From the time when the first printing house was established in 1729 until the Latin alphabet was adopted in 1928, there were a total of 20,000 books printed in Turkey, whereas in the fifty years following this date, the total number of books printed exceeded 200,000. There are currently about 1,500 libraries that provide services for readers. They are attached the Ministry of Culture and Tourism.
Highways are the major means of transport for passengers and cargo, followed by air and maritime transportation. Airlines are the most preferred means of passenger transport to international destinations and maritime transport is preferred for cargo shipments abroad. Transport services are usually provided by the private sector. The State Railways (TCDD) belongs to the public sector. Turkish Airlines (THY) is the biggest airline company where there is also a large number of private airline companies.
According to the Constitution, the press is “free and may not be cencored” in Turkey. Important changes have been made within the framework of the European harmonization work in Press Legislation. The press is made up of two sectors: the national press and the local press. Foreign books can be found in may bookstores and also many foreign newspapers, magazines can be found at kiosks in metropolitan cities.

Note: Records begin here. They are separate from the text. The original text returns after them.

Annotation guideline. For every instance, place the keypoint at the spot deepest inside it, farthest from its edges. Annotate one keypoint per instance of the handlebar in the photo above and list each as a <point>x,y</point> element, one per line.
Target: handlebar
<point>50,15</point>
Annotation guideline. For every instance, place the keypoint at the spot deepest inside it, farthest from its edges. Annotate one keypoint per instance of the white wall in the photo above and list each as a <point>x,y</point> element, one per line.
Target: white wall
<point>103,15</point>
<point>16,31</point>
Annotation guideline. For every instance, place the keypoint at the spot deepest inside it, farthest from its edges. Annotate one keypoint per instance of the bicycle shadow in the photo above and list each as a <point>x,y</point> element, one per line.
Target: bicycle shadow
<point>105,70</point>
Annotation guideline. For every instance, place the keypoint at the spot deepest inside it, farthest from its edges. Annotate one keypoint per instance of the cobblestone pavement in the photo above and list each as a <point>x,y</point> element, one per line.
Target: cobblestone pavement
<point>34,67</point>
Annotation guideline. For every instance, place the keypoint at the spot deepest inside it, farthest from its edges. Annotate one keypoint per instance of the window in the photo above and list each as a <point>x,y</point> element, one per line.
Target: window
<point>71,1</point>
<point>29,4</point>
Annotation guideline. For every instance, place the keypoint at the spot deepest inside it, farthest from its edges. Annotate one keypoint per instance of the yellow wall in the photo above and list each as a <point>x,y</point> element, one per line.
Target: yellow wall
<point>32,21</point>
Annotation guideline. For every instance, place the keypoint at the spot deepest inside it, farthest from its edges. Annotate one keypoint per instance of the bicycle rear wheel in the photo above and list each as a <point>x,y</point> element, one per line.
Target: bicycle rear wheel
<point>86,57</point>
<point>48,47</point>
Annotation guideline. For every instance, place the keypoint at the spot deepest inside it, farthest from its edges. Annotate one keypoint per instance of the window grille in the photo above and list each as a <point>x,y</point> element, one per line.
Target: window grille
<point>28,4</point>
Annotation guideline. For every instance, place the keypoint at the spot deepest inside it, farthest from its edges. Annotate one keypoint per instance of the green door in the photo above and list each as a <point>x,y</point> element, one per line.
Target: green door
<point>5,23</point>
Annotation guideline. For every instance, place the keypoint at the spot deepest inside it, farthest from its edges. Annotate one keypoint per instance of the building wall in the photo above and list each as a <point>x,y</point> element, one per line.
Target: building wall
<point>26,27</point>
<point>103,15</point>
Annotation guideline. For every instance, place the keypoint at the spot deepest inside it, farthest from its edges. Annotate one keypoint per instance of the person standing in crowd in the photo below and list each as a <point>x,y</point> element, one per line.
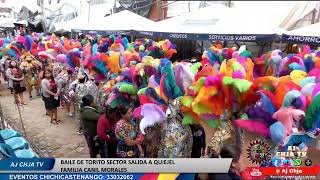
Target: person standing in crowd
<point>129,138</point>
<point>79,88</point>
<point>16,83</point>
<point>89,116</point>
<point>199,141</point>
<point>65,78</point>
<point>106,132</point>
<point>51,95</point>
<point>30,68</point>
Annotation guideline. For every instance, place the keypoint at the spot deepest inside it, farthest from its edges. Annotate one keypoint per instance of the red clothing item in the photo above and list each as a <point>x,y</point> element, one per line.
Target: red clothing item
<point>103,125</point>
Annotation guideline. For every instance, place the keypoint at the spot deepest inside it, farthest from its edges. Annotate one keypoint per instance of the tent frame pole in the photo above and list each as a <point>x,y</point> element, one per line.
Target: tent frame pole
<point>201,46</point>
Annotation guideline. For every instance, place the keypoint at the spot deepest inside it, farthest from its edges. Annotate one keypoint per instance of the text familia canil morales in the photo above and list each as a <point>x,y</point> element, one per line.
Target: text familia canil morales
<point>109,162</point>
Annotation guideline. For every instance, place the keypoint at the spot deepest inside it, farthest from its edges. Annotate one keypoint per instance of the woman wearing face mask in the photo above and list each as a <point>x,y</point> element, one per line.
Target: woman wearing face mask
<point>51,95</point>
<point>30,69</point>
<point>16,83</point>
<point>78,89</point>
<point>65,78</point>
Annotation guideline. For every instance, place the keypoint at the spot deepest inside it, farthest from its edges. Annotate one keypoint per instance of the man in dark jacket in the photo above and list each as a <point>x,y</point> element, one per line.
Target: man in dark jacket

For detailed information: Turkish Press Review
Radio and Television
Although the history of radio goes back considerably, television broadcasts started in 1968, following the establishment of the Turkish Radio and Television Corporation (TRT). A constitutional amendment in 1993 lifted the state monopoly on radio and television broadcasts, allowing private stations to increase in number. At present, the broadcast of local and nationwide radio and television stations are being monitored by the Radio and Television Supreme Council (RTÜK). Finally, in 2005, foreigners were allowed to buy or enter partnerships with Turkish media operators and newspapers.